Borini I, Marasini M, Dalmonte P, Corazza G, Lerzo F, Cervo G, Moretti R, Ribaldone D, Bertolini A, Zannini L
Divisione di Cardiochirurgia e Chirurgia Vascolare, Istituto G. Gaslini, Genova.
G Ital Cardiol. 1997 Jun;27(6):577-82.
While Fontan operation is considered a palliative procedure for the treatment of complex congenital heart disease, its morbidity and mortality are certainly not negligible, especially in high-risk patients. In our opinion, a bidirectional cavo-pulmonary anastomosis with an additional source of blood flow to the lungs (Blalock-Taussig shunt, pulmonary artery banding, native pulmonary stenosis) represents a valuable surgical option in this subset of patients. From November 1992 to September 1994, sixteen patients with complex congenital heart disease underwent bidirectional cavo-pulmonary anastomosis, leaving an additional source of blood flow in place (modified Blalock-Taussig shunt in 9 cases, pulmonary artery banding in 6 cases, native pulmonary stenosis in 1 case). Eight of these patients (50%) were reinvestigated after a mean follow-up of 15.7 months (range 1-26 m). It has been possible to differentiate two types of pulmonary blood flow, according to the nature of the additional flow source; in the case of cavo-pulmonary anastomosis and pulmonary artery banding or pulmonary stenosis, pulmonary blood flow was pulsatile and evenly distributed to both lungs, while in the case of bidirectional cavo-pulmonary anastomosis and Blalock-Taussig shunt, pulmonary flow was non pulsatile and asymmetric (angiographic criteria). There were no hospital deaths. Late mortality was 12.5% (2 pts) due to worsening of atrioventricular valve regurgitation. In one of these two patients, prolonged pleural and pericardial effusion occurred. In conclusion, bidirectional cavo-pulmonary anastomosis with an additional flow source is a good alternative to classic or fenestrated Fontan operation in the treatment of complex congenital heart disease. The best results are obtained with an additional flow source represented by pulmonary artery banding or pulmonary stenosis, due to pulsatility and uniform distribution of blood flow in the pulmonary district. Morbility and mortality compare favorably with the rates observed in classic or fenestrated Fontan operation.

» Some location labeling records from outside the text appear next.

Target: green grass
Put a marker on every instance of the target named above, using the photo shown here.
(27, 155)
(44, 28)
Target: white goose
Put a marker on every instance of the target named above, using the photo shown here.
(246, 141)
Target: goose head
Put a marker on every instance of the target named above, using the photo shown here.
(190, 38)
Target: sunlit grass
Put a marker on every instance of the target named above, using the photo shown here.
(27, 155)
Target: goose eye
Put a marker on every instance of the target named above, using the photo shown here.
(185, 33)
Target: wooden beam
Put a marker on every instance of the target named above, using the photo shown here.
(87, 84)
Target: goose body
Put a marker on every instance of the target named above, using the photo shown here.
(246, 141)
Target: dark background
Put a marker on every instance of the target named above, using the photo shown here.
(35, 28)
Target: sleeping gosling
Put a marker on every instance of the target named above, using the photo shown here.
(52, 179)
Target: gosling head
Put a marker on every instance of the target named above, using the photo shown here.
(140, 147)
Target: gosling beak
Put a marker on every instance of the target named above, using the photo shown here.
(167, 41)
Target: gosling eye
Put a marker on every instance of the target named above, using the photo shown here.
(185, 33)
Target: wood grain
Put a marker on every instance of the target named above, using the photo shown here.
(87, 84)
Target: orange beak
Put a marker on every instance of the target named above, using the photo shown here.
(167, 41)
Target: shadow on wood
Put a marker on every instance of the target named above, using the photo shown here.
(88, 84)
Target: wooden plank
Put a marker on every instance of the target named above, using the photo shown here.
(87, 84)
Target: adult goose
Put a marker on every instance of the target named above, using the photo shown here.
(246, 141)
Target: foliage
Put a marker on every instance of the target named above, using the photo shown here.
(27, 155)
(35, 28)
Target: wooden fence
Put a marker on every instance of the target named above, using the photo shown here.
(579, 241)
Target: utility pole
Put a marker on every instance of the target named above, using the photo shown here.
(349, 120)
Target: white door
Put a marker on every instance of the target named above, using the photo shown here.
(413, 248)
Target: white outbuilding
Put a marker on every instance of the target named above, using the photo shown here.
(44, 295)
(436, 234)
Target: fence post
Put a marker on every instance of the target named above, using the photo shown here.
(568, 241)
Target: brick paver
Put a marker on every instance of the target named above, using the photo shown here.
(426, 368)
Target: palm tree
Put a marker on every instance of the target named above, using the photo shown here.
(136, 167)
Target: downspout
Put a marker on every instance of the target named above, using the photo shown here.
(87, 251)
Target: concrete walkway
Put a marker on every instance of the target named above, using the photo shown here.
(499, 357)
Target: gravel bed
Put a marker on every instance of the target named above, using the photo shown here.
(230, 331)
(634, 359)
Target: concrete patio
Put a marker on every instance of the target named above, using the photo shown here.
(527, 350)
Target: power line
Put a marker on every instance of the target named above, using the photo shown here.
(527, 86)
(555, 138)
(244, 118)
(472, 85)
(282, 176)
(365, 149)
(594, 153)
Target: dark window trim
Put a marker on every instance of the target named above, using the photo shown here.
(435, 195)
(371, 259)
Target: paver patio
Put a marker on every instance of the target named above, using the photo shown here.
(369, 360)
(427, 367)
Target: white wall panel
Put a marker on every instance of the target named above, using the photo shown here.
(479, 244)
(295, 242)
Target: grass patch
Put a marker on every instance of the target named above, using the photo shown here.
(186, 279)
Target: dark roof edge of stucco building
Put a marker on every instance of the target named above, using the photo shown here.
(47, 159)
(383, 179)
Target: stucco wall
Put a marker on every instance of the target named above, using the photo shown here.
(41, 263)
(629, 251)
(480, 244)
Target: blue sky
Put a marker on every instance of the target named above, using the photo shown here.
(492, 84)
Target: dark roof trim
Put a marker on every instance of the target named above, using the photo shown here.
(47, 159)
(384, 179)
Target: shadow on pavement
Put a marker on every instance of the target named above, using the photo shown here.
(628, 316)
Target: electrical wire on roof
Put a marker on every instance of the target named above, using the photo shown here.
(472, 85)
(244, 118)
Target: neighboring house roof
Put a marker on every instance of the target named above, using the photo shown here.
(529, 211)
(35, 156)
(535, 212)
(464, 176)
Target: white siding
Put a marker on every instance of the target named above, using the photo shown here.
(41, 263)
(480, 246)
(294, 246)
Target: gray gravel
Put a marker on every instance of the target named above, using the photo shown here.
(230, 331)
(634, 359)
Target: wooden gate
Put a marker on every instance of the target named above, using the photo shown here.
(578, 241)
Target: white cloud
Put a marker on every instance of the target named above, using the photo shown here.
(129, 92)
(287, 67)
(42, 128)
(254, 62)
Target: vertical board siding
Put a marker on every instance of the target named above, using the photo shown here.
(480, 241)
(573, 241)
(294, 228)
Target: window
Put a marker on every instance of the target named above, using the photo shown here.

虽然Fontan手术被认为是治疗复杂先天性心脏病的姑息性手术,但其发病率和死亡率肯定不可忽视,尤其是在高危患者中。我们认为,双向腔肺吻合术并附加肺部血流来源(Blalock-Taussig分流术、肺动脉环扎术、先天性肺动脉狭窄)是这类患者中有价值的手术选择。1992年11月至1994年9月,16例复杂先天性心脏病患者接受了双向腔肺吻合术,并保留了额外的血流来源(9例为改良Blalock-Taussig分流术,6例为肺动脉环扎术,1例为先天性肺动脉狭窄)。其中8例患者(50%)在平均随访15.7个月(范围1 - 26个月)后接受了复查。根据额外血流来源的性质,可以区分出两种类型的肺血流;在腔肺吻合术和肺动脉环扎术或肺动脉狭窄的情况下,肺血流是搏动性的,且均匀分布于双肺,而在双向腔肺吻合术和Blalock-Taussig分流术的情况下,肺血流是非搏动性的且不对称(血管造影标准)。无住院死亡病例。晚期死亡率为12.5%(2例),原因是房室瓣反流加重。在这两名患者中的一名,出现了长期的胸腔和心包积液。总之,在治疗复杂先天性心脏病时,附加血流来源的双向腔肺吻合术是经典或开窗Fontan手术的良好替代方案。由于肺区血流的搏动性和均匀分布,以肺动脉环扎术或肺动脉狭窄作为额外血流来源可获得最佳效果。其发病率和死亡率与经典或开窗Fontan手术观察到的比率相比更有利。